I was also cussed at and screamed at for years. Also spent my very young years in an abusive home. Yet I’m still alive, not suicidal. I have learned to be resilient.
I know you yourself are not yet an adult, so please know I am trying to say this gently. What you posted is not the flex you think it is. Cussing and screaming at a child is never okay. Abuse of any sort is never okay. Never. Full stop. And while it did not make you suicidal, that doesn’t mean you are somehow more resilient than others.
I’m in my 40s now. I am still unpacking, processing, and dealing with the effects of a life in high level gymnastics. Sure, I thought I was resilient, too, because I survived. I survived, but that doesn’t mean I am resilient. I look back on my early days of coaching and I want to apologize for what I put those kids through. I did what I thought was right because I didn’t know better. And while I never cursed a kid, I certainly called them crybabies, accused them of not trying, and told them they were wasting my time and their teammates time. Children. These are the things I said to children and I thought that was okay, and
it’s not okay. It was okay because, well, they were said to me and I was resilient enough to deal with it. No. All I did was continue the culture of abuse that is rampant in gymnastics.
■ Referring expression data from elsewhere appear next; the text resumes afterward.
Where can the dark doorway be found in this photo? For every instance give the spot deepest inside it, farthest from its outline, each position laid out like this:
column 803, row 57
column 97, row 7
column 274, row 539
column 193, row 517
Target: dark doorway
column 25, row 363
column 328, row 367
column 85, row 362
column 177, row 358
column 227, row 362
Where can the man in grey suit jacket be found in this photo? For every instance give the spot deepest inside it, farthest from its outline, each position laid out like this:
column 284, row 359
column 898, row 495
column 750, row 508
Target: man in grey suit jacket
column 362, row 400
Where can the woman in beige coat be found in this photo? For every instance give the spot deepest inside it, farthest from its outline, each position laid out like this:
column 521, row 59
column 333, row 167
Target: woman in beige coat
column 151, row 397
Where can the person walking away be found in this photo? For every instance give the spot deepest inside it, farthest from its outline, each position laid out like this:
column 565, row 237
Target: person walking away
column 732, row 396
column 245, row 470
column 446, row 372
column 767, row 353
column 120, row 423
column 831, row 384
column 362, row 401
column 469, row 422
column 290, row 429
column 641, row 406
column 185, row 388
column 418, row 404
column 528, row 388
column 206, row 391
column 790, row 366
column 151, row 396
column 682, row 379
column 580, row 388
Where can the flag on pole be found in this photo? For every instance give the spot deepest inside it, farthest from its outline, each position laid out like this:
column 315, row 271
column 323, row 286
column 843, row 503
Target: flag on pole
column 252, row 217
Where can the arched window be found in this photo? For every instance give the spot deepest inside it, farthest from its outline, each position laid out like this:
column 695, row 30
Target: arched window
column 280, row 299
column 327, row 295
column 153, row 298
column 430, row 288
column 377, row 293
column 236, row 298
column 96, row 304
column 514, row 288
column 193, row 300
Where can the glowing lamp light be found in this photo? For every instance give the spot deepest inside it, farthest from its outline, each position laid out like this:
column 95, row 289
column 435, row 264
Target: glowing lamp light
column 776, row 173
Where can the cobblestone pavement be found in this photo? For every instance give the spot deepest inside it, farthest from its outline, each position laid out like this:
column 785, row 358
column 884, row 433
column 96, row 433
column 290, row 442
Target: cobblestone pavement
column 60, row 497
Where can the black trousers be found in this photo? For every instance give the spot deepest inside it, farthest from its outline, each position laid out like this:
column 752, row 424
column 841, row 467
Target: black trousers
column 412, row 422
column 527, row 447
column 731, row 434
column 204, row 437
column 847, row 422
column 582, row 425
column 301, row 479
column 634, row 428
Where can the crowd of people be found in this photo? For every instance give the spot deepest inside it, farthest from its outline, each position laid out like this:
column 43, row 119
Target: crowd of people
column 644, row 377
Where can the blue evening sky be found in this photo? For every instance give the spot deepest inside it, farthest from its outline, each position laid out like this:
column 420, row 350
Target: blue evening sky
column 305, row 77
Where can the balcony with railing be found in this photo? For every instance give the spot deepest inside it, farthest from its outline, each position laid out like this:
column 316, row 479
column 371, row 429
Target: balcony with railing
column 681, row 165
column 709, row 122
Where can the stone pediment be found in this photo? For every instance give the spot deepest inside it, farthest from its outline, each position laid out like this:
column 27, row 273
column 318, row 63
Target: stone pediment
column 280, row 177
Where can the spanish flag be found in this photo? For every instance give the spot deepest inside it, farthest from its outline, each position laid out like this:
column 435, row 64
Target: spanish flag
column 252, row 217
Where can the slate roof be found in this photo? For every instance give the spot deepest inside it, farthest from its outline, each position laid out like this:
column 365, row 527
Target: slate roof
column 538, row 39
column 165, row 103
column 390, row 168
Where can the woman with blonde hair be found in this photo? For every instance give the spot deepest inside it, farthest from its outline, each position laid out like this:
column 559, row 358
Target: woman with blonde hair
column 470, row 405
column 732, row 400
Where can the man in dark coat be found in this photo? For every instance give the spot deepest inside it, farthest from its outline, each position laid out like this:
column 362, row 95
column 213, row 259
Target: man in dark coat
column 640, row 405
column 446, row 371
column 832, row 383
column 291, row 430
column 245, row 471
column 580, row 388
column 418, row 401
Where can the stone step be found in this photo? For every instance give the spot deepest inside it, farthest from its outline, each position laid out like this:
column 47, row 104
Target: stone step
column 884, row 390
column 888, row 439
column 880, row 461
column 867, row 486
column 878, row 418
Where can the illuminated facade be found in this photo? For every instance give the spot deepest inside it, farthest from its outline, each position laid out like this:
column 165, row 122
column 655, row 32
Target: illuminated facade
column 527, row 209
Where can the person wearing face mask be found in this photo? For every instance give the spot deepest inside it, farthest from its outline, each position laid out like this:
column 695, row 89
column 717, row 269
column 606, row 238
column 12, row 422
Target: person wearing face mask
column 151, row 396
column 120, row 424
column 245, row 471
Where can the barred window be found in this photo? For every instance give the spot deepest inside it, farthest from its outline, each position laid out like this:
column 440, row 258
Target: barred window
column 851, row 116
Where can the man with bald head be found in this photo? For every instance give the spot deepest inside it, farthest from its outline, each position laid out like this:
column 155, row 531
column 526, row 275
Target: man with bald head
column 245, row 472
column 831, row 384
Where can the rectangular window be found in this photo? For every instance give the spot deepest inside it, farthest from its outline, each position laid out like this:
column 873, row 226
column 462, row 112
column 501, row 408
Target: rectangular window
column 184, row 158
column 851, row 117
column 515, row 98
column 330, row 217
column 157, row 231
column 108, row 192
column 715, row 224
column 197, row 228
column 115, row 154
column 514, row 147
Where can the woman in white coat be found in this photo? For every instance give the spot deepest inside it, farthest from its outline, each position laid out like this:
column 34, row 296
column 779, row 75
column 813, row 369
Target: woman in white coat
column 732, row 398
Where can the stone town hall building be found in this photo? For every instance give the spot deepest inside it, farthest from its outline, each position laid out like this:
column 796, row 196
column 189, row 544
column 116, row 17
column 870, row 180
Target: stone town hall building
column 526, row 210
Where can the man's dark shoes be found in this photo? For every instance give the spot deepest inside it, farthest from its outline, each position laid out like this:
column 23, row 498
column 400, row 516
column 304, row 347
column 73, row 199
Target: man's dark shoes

I would venture that I didn’t even
start to be resilient until a took a job, after a period away from the sport, teaching mostly preschoolers. I learned more that year than at any other point in my years of teaching gymnastics. I vividly remember being so frustrated with a kid (he was about 5) and going to our special needs coordinator (and this was not a child with identified SNs, I just didn’t know who else to turn to) and saying “I don’t know what to do, he’s so bad!”
“There are no bad kids.”
That stopped me dead in my tracks. She helped me see in this particular kid that he was acting out because of his home life. I re-framed how I approached coaching completely. I was very fortunate to work at a gym that believed professional development was important and so I threw myself into taking every class I could.
So when I moved and took a job at another gym, I fairly quickly was able to spot that despite what they said, their preschool program was meant to identify future team kids, not a place where every kid could have fun for the sake of having fun. And I left, because I refuse to continue to be part of the abuse culture of gymnastics. There are no bad kids. But there are plenty of coaches out there who believe that and continue the cycle.